Он даже думал, что Польша нам вред и болезнь.

– Наполеон, говорит, ошибался, называя Кавказ нашим вечным чирьем, – настоящий вечный чирий наш – Польша, и мы ее будем таскать, пока не загородимся полосою западного края, а саму Польшу бросим. Иначе она нам нагадит, напустит внутреннего разлада (что, кажется, и сбывается). Но я возвращаюсь к прерванному разговору Самбурского с Лахтиным.

– Непременно, – сказал Самбурский, – надо на будущее время сделать невозможными такие кровопролития; а если вести дела так, как они ведутся, то нет никаких оснований предполагать, что это когда-нибудь кончится. Усмирим мятеж, подсечем старые корни, а молодые побеги опять отрыгнут, и через несколько лет снова готова такая же история.

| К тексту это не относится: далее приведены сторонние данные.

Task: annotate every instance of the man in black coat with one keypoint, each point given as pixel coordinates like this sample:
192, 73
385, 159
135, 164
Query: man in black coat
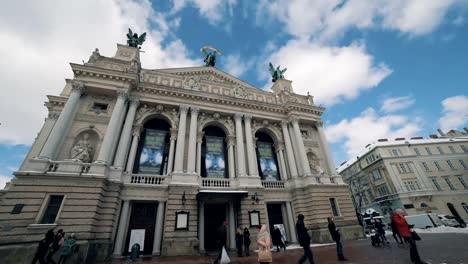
337, 238
304, 240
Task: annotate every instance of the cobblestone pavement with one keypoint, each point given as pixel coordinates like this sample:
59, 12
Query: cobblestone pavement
434, 249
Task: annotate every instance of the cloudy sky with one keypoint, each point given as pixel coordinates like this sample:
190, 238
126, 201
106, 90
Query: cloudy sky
382, 68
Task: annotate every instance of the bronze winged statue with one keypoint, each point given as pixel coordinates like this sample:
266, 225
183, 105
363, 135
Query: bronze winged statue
276, 74
135, 41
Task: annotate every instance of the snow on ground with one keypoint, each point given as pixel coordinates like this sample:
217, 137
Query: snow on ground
443, 229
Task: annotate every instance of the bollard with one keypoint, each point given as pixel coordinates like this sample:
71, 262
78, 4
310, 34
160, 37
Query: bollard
135, 253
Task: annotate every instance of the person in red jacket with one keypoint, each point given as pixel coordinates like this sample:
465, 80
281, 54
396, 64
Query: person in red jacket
404, 230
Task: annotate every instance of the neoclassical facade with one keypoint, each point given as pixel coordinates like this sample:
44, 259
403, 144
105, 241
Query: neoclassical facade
163, 157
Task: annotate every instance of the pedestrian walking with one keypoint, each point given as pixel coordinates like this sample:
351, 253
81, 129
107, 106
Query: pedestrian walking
381, 231
405, 232
277, 240
43, 247
69, 246
396, 234
264, 245
304, 240
336, 236
247, 241
239, 241
222, 235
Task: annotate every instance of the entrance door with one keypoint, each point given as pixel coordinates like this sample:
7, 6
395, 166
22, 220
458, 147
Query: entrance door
143, 217
215, 215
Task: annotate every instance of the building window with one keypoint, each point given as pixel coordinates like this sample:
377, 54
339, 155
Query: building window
440, 150
428, 151
52, 209
376, 175
462, 181
450, 165
438, 165
334, 206
436, 184
426, 167
449, 183
452, 149
463, 164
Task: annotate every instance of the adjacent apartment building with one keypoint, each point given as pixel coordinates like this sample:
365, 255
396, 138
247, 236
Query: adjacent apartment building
162, 157
415, 174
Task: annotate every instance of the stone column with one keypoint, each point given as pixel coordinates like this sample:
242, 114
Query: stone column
170, 162
301, 148
232, 226
180, 148
251, 157
199, 143
62, 124
122, 150
158, 230
327, 152
112, 128
289, 150
240, 146
192, 140
291, 224
133, 149
120, 239
230, 143
201, 227
297, 159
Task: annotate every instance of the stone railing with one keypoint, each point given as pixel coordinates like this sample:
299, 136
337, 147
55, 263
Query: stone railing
215, 182
273, 184
142, 179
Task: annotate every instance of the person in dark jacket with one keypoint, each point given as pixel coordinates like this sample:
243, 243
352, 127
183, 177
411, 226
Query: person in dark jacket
247, 241
239, 241
277, 241
222, 235
404, 230
336, 236
304, 240
43, 247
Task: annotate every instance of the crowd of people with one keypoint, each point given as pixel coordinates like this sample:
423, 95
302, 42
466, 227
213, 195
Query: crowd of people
51, 244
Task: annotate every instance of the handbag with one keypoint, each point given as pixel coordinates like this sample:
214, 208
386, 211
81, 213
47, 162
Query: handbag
264, 255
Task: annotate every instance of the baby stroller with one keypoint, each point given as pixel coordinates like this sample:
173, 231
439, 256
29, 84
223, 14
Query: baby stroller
376, 241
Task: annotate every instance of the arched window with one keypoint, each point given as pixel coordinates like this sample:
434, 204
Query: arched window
153, 148
214, 162
266, 158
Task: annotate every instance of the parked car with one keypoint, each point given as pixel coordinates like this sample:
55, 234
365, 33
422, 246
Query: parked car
449, 220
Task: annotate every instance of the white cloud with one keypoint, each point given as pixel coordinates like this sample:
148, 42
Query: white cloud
355, 133
454, 112
394, 104
41, 38
330, 74
329, 19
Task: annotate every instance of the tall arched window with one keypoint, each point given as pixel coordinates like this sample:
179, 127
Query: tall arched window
266, 157
214, 162
153, 148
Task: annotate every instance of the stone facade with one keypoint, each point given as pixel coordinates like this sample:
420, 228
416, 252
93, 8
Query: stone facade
83, 173
417, 175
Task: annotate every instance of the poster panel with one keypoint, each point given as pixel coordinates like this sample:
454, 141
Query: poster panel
267, 161
152, 153
214, 157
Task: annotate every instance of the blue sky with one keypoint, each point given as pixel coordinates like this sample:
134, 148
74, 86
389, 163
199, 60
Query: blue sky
381, 68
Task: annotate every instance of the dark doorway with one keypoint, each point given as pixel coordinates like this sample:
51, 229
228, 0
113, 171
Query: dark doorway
143, 216
275, 217
215, 215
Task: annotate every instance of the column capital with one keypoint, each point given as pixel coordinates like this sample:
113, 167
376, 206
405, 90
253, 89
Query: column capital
238, 116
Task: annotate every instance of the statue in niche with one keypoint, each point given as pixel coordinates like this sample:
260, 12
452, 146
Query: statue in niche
83, 149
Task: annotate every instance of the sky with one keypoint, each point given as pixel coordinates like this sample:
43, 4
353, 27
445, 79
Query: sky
381, 68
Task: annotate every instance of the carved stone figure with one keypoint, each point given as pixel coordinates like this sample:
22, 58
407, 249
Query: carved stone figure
83, 149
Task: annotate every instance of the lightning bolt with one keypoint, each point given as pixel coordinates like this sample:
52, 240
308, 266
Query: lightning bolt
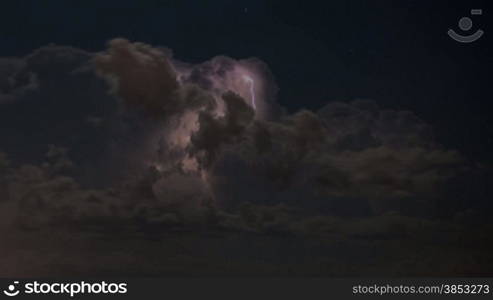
250, 81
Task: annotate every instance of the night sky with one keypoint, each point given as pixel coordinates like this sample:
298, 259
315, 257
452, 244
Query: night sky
232, 138
396, 53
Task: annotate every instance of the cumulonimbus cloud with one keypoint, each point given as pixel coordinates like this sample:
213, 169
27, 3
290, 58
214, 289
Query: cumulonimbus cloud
195, 132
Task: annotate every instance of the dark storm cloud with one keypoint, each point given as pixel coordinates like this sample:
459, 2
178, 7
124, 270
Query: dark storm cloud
192, 138
346, 158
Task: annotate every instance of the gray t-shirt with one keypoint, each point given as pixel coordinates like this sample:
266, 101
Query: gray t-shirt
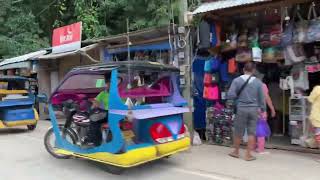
251, 96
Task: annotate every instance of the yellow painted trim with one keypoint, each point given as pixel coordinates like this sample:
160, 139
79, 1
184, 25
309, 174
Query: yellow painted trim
4, 91
36, 115
18, 123
134, 157
173, 146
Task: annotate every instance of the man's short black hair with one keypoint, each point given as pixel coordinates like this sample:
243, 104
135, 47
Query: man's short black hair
249, 67
107, 77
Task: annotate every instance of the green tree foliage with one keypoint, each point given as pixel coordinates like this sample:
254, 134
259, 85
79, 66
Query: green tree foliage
19, 30
26, 25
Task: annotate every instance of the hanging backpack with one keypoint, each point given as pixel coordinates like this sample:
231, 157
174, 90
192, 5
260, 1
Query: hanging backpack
313, 32
232, 66
211, 92
204, 35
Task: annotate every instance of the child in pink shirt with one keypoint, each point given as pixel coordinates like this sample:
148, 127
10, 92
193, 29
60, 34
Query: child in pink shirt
263, 116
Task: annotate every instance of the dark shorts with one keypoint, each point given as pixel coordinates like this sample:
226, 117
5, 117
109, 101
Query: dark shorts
246, 118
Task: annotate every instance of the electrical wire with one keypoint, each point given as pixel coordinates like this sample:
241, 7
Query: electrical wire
37, 15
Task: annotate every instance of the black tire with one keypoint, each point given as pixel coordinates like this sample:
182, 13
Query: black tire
115, 169
31, 127
51, 149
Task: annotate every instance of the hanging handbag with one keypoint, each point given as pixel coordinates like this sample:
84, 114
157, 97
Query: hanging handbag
239, 93
224, 72
215, 64
232, 66
243, 55
301, 29
313, 33
294, 54
287, 34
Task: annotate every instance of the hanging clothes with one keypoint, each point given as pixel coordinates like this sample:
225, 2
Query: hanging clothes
314, 99
199, 114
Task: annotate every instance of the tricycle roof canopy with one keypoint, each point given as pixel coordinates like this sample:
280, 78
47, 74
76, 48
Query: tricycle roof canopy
13, 78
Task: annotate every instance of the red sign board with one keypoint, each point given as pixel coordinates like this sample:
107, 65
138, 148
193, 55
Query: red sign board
67, 38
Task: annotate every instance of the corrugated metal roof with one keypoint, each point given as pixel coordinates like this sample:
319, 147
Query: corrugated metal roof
224, 4
23, 58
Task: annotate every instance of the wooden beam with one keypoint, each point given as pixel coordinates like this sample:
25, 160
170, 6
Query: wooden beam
139, 42
257, 7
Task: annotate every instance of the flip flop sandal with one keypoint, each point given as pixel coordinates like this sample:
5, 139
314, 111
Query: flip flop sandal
234, 155
251, 159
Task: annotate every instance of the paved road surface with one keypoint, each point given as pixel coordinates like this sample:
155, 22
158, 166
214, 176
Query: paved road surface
23, 157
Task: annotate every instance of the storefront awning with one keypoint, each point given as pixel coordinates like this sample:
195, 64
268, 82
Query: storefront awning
224, 4
20, 61
70, 53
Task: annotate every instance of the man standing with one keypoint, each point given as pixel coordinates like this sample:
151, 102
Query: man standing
247, 92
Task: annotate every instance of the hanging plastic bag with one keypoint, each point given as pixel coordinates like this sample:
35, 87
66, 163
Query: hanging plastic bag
313, 33
196, 139
300, 77
215, 34
257, 54
263, 129
207, 79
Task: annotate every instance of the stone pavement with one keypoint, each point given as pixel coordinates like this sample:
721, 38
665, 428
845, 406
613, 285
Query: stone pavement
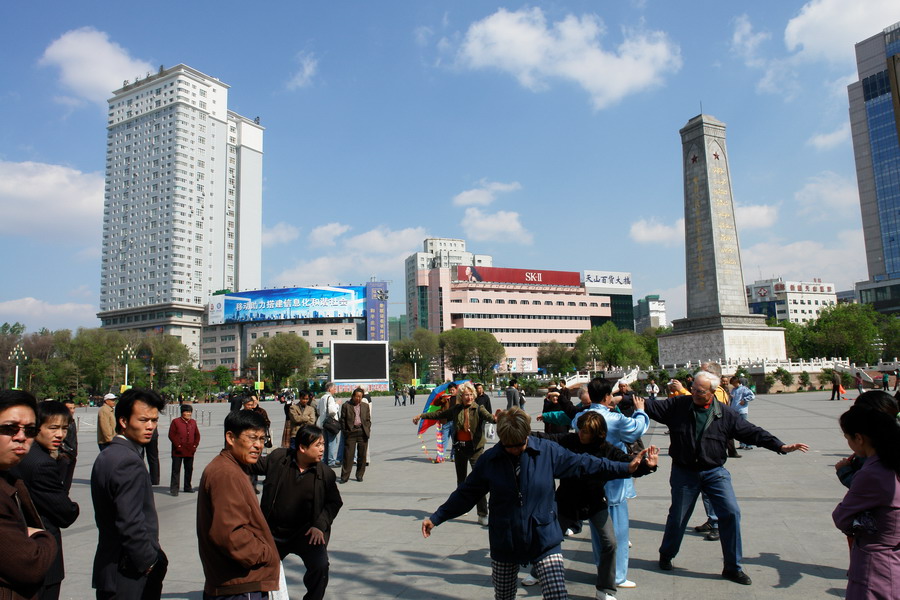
791, 548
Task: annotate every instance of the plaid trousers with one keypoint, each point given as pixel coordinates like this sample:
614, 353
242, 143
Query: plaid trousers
550, 571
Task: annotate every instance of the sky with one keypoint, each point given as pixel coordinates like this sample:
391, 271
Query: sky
544, 134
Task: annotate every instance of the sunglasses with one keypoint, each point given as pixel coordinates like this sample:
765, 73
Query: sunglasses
11, 429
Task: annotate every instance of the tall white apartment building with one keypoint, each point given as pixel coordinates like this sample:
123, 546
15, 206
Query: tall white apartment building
182, 214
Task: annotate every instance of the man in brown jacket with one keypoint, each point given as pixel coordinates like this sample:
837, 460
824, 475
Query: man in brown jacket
237, 550
106, 421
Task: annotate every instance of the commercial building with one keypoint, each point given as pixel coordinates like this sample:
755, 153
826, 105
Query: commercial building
235, 322
182, 214
650, 311
522, 308
794, 301
438, 253
875, 124
616, 286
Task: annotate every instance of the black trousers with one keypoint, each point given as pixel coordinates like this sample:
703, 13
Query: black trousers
463, 458
177, 461
315, 559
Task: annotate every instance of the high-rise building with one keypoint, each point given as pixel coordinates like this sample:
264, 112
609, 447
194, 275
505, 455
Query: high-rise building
182, 214
438, 253
794, 301
875, 124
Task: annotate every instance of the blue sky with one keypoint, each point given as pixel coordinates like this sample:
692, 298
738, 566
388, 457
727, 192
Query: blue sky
544, 134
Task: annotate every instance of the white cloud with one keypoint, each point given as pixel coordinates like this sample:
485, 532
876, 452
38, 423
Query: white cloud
826, 196
525, 45
501, 226
326, 235
755, 216
827, 141
309, 64
651, 231
37, 199
423, 35
485, 193
745, 42
90, 65
838, 258
36, 313
380, 252
280, 233
828, 29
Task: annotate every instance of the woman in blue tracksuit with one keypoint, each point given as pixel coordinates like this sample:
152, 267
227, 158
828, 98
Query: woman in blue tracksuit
519, 474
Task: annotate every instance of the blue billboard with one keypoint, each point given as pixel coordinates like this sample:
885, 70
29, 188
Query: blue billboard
288, 303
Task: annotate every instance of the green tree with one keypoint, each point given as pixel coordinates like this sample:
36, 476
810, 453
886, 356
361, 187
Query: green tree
554, 357
486, 353
286, 354
618, 347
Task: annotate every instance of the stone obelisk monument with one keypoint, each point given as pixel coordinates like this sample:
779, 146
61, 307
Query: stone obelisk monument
719, 325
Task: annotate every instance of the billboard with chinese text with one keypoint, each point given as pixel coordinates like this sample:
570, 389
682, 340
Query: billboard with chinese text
526, 276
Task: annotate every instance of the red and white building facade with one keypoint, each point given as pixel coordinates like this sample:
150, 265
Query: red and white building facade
522, 308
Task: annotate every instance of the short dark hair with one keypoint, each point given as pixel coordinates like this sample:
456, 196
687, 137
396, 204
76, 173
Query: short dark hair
307, 435
11, 398
598, 389
50, 409
239, 421
125, 405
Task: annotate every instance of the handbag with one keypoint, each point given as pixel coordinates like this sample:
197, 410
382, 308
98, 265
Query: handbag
331, 425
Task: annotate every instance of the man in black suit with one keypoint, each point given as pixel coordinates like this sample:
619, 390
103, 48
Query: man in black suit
42, 477
129, 564
356, 425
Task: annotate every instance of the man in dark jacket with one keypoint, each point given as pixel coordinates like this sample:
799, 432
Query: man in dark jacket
519, 473
129, 564
45, 484
300, 501
185, 437
27, 551
699, 430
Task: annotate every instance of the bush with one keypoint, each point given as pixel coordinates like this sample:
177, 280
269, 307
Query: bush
784, 376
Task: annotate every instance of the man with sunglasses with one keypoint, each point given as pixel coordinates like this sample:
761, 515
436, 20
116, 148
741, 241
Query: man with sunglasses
699, 430
27, 551
129, 564
237, 550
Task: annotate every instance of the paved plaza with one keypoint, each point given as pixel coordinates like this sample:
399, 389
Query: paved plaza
791, 548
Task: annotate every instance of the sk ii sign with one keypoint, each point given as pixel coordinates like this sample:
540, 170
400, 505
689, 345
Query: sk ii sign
528, 276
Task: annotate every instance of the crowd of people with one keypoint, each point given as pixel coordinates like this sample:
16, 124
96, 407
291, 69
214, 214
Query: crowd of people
531, 490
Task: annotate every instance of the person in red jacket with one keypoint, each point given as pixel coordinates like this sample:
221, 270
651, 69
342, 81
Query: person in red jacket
185, 437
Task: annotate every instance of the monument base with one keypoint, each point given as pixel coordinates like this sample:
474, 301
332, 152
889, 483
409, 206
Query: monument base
721, 338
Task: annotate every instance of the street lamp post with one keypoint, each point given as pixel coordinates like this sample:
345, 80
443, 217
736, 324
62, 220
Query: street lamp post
17, 355
258, 353
594, 352
126, 355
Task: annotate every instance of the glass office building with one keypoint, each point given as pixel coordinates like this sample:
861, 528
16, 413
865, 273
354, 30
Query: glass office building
875, 123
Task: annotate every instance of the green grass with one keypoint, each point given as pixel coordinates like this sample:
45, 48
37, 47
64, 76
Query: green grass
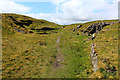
33, 55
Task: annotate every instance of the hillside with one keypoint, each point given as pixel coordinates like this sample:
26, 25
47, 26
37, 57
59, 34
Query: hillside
33, 48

Лахтин качнул в знак согласия головою и сказал:

– Это иначе и быть не может.

– Да; это очень естественно, – согласился Самбурский: – если прилагать к нашим расправам с Польшей один узкий масштаб военных занятий западного края, то это не может быть иначе. Пушки и ружья, по моему мнению, не имеют того влияния, какое нужно, чтобы раз навсегда отучить поляков от неуместных претензий на Литву и на юго-западный край, населенный народом, который поляков не любит. Нужно еще особое орудие.

– Какое же?

– А вот отгадайте.

– Не могу, – отвечал Лахтин.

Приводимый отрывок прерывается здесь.